Turks and Caicos Islanders
Turks and Caicos Islanders
ETHNONYMS: none
The Turks and Caicos Islands are a British dependency consisting of forty islands—only eight of which are inhabited—located at the southern end of the Bahamas and north of Hispaniola. The total land area of these low coral and limestone islands is 430 square kilometers; only 2 percent of the land is arable. The Turks Islands are all much smaller than each of the five largest Caicos Islands. Early salt producers had deforested much of Grand Turk, Salt Cay, and South Caicos in the belief that trees bring rain. Precipitation ranges from 100 to 150 centimeters annually, most of it falling in the wet season (May through October). The temperature ranges between 16° C and 32° C.
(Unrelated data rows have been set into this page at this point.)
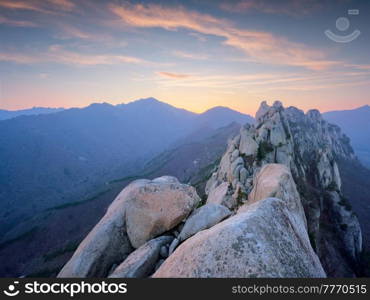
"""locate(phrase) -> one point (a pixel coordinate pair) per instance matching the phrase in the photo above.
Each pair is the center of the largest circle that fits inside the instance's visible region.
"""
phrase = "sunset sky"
(191, 54)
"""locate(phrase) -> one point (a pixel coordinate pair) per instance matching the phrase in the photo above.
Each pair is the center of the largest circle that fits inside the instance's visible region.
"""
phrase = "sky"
(193, 54)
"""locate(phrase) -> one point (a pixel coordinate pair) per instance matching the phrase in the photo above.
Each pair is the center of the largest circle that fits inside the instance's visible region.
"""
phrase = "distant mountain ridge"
(9, 114)
(51, 159)
(356, 124)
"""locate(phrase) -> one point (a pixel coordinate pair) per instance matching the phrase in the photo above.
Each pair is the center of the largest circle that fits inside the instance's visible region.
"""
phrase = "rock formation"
(165, 202)
(261, 241)
(308, 146)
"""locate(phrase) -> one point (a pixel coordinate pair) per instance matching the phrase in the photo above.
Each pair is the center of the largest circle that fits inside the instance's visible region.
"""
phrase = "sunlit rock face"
(143, 210)
(308, 146)
(264, 240)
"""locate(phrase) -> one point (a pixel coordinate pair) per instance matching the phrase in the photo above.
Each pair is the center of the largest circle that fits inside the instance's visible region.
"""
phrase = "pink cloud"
(262, 47)
(173, 75)
(16, 23)
(57, 54)
(47, 6)
(290, 7)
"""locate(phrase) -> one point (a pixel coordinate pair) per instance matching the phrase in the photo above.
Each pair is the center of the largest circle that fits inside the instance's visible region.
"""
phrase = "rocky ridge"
(275, 192)
(309, 147)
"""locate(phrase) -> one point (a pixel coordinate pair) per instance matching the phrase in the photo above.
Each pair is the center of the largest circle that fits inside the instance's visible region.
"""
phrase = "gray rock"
(202, 218)
(164, 252)
(159, 263)
(156, 207)
(275, 180)
(219, 195)
(141, 262)
(107, 243)
(173, 246)
(263, 241)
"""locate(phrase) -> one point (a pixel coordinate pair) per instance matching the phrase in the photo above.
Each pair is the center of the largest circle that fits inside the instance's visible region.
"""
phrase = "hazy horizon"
(207, 109)
(192, 55)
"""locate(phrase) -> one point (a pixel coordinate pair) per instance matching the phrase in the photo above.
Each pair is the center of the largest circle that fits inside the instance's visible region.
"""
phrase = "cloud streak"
(57, 54)
(16, 23)
(262, 47)
(174, 75)
(288, 7)
(46, 6)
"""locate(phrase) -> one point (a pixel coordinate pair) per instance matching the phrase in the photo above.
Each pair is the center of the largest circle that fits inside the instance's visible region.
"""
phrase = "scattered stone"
(263, 241)
(173, 246)
(202, 218)
(156, 207)
(141, 262)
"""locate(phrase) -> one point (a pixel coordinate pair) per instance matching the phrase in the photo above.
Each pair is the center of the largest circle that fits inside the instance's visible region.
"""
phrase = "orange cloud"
(259, 46)
(291, 7)
(16, 23)
(173, 75)
(39, 6)
(190, 55)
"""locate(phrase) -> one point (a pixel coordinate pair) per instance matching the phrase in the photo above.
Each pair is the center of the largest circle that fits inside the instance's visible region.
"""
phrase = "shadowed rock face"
(141, 263)
(143, 210)
(262, 241)
(156, 207)
(308, 146)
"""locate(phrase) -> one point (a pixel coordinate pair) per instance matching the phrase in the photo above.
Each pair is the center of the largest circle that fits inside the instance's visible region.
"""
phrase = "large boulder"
(276, 181)
(142, 211)
(203, 218)
(262, 241)
(107, 243)
(220, 195)
(157, 206)
(141, 262)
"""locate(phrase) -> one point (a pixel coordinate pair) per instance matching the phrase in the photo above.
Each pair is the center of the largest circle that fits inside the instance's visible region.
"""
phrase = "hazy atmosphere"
(191, 54)
(197, 139)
Most of the 9,761 (1990) residents of the colony, who call themselves "Belongers," are descendants of African slaves. There is also a large population of illegal immigrants who work in the tourist industry; many illegal immigrants were deported in 1985 because of their social-welfare costs to the government. Forty-two percent of the Turks and Caicos islanders are Baptists, 19 percent are Methodist, and the rest are Anglican, Catholic, Church of God, and Seventh Day Adventist. The birthrate is 25.5 per thousand, infant mortality is 24 per thousand, and life expectancy is just over 70 years.
The islands were populated by Indians at the time of contact, but because of disease and slavery none survived past the mid-sixteenth century. The first Europeans to live on the islands were pirates, who used them as a base from which to attack Spanish shipping as it passed by. The first settlers were Bermudans who collected salt. They fought off invaders from the Bahamas, Spain, and France, although a second French attack in 1764 was successful, and the Bermudans were sent to Haiti. The British later gained control and have held it ever since. A governor was installed in 1972, and a constitution was approved in 1976. The Turks and Caicos legislature has two houses, and there is also a Supreme Court. In 1985 the chief minister, the minister of commerce and development, and another official were arrested in Miami on drug-related charges, an event that reduced investor confidence in the colony.
The economy of the islands has long been weak, owing in large part to poor infrastructure, the collapse of the salt industry in 1964, and the closure of a U.S. Navy base in 1983. Almost all consumer goods are imported, and even water is in short supply. There is some fishing, primarily for lobsters and conchs, which are exported to the United States and the United Kingdom. During the 1960s and 1970s, many people left the islands to find employment in the United States or the Bahamas. Offshore companies, particularly banks and other financial institutions, arrived in force in the 1980s, attracted by the absence of taxes on income, capital gains, and business; by 1990 there were more than 9,000 offshore companies registered in the Turks and Caicos Islands. This development, along with the growth of the tourist industry spurred by the construction of a new airport and hotels, brought back most of those who had left in the 1960s and 1970s, as well as laborers from Haiti and the Dominican Republic. Nevertheless, the colony has yet to become financially self-supporting; it still receives moneys from London, the European Community, the European Investment Bank, and the Caribbean Development Bank. The U.K. government has tried to improve economic productivity by privatizing industry.
Bibliography
Boultbee, Paul G. (1991). Turks and Caicos Islands. Santa Barbara, Calif.: ABC-Clio.
McElroy, Jerome L., and Klaus de Albuquerque (1988). "Migration Transition in Small Northern and Eastern Caribbean States." International Migration Review 22(3): 30-57.